LLVM has two notions of "assembler dialect" that are conceptually distinct, but are currently somewhat intermixed.

The first notion corresponds to platform-specific syntactical differences in assembler text, e.g. the distinction between AT&T and Intel-style assembler for x86 (and similar differences on other architectures). The second notion corresponds to C/C++ source level differences in handling the inputs/outputs of *inline* assembler statements, specifically the difference between GNU inline asm and MS inline asm.

These are conceptually different, but the current inline assembler handling always enforces AT&T style assembler with GNU inline asm and Intel-style assembler with MS inline asm. This is done even on non-Intel platforms, which may not even have AT&T vs. Intel assembler -- that's not an issue for MS inline asm, as this itself only exists on Intel, but it is a problem if a platform wants to use different assembler styles for *GNU* inline asm. (Specifically, we want to do this on SystemZ to distinguish between GAS and HLASM style assembler text.)

This patch allows for more flexibility here by moving the "connection" between assembler styles and inline asm types into platform-specific code. Specifically, in addition to the existing "MAI->getAssemblerDialect" which returns the default style to be used for assembler reading and writing (which is currently uses everywhere *except* for inline asm), this patch introduces a "MAI->getInlineAsmDialect" which returns the assembler style to be used for parsing inline asm. The routine gets the inline asm type as type and therefore can return different styles for GNU and MS inline asm, which is then done in the X86 back-end.

Diff Detail

Event Timeline

uweigand created this revision.Jan 26 2021, 7:09 AM
uweigand requested review of this revision.Jan 26 2021, 7:09 AM
Herald added a project: Restricted Project. · View Herald TranscriptJan 26 2021, 7:09 AM
hubert.reinterpretcast added inline comments.
llvm/include/llvm/MC/MCAsmInfo.h
572

The parameter here needs to be explained more clearly. This function seems to be compensating for problems in the applicability/correctness of what the input argument represents. I think a function that just actually gives a default dialect for the inline assembly would be easier to understand. I guess that in cases where the input to this function matters, we should consider changing the code where the input argument was originally set.

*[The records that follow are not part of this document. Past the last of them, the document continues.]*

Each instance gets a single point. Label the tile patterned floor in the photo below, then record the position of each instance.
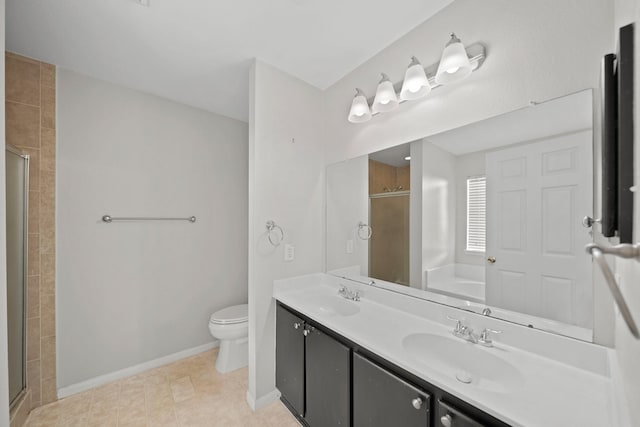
(189, 392)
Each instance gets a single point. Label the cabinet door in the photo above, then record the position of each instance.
(328, 381)
(290, 358)
(448, 416)
(381, 399)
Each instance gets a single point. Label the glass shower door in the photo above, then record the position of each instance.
(389, 243)
(17, 180)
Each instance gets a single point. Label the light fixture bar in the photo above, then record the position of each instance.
(476, 53)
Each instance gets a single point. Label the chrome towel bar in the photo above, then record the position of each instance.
(109, 218)
(623, 251)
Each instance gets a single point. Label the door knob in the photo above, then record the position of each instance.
(587, 221)
(446, 421)
(417, 402)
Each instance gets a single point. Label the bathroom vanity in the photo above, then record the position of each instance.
(394, 361)
(327, 380)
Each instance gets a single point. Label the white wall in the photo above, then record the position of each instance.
(4, 366)
(536, 50)
(286, 184)
(627, 347)
(438, 207)
(132, 292)
(347, 205)
(467, 165)
(416, 272)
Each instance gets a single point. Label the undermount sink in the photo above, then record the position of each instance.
(463, 361)
(333, 305)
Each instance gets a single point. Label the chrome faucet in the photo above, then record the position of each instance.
(466, 333)
(463, 331)
(348, 293)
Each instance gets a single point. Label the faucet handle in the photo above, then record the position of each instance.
(459, 326)
(485, 337)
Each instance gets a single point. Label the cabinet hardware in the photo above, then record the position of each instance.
(417, 402)
(446, 421)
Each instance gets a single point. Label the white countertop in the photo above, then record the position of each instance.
(552, 393)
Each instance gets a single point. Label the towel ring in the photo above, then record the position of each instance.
(367, 228)
(271, 228)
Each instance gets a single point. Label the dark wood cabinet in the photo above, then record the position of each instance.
(449, 416)
(290, 359)
(382, 399)
(313, 372)
(328, 380)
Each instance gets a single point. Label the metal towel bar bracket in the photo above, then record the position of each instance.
(109, 219)
(623, 251)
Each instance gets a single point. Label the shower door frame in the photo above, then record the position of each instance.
(25, 274)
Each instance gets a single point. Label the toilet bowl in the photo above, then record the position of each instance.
(231, 327)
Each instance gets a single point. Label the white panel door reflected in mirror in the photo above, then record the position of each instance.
(486, 216)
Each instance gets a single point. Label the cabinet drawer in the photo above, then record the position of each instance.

llvm/lib/Target/X86/MCTargetDesc/X86MCAsmInfo.cpp
21–22

Why is this comment removed?

rnk added a comment.Feb 4 2021, 10:24 AM

Sorry, I got a bit lost initially thinking about MS/Intel/GNU inline asm. The main motivation for this patch is SystemZ HLASM vs GNU asm. The idea behind this patch is that:

  • LLVM will continue to emit GNU-style assembly on SystemZ (non-inline writing case)
  • LLVM will continue to parse .s files in the GNU dialect by default (non-inline reading case)
  • Inline asm will now be parsed into MCInstructions using the HLASM dialect, and then the MCInstructions will either be directly emitted or textually emitted in the GNU dialect

That seems reasonable, but I wonder if the change should be in the frontend. Clang actually supports mixing GCC and MSVC inline asm in the same translation unit, and it uses the dialect flag in the IR to control this (I think). This is important if you want to support LTO between two TUs that use GCC and HLASM. Maybe there is exactly zero inline asm that uses GCC-style asm for SystemZ, so maybe this isn't a concern, but I thought I'd ask.

llvm/include/llvm/MC/MCAsmInfo.h
572

Can this be a field instead of a virtual method? Most MCAsmInfo customization points seem to be data instead of code, and I think it's usually easier to reason about data than code. I see that this method has a parameter and that the x86 implementations use it, and I'm not immediately sure how to replace that, but it seems like there might be a way to do it.

In D95444#2542739, @rnk wrote:
  • Inline asm will now be parsed into MCInstructions using the HLASM dialect, and then the MCInstructions will either be directly emitted or textually emitted in the GNU dialect

Yes this is the idea behind this patch and a series of subsequent patches (main RFC about introducing HLASM syntax):

That seems reasonable, but I wonder if the change should be in the frontend. Clang actually supports mixing GCC and MSVC inline asm in the same translation unit, and it uses the dialect flag in the IR to control this (I think). This is important if you want to support LTO between two TUs that use GCC and HLASM. Maybe there is exactly zero inline asm that uses GCC-style asm for SystemZ, so maybe this isn't a concern, but I thought I'd ask.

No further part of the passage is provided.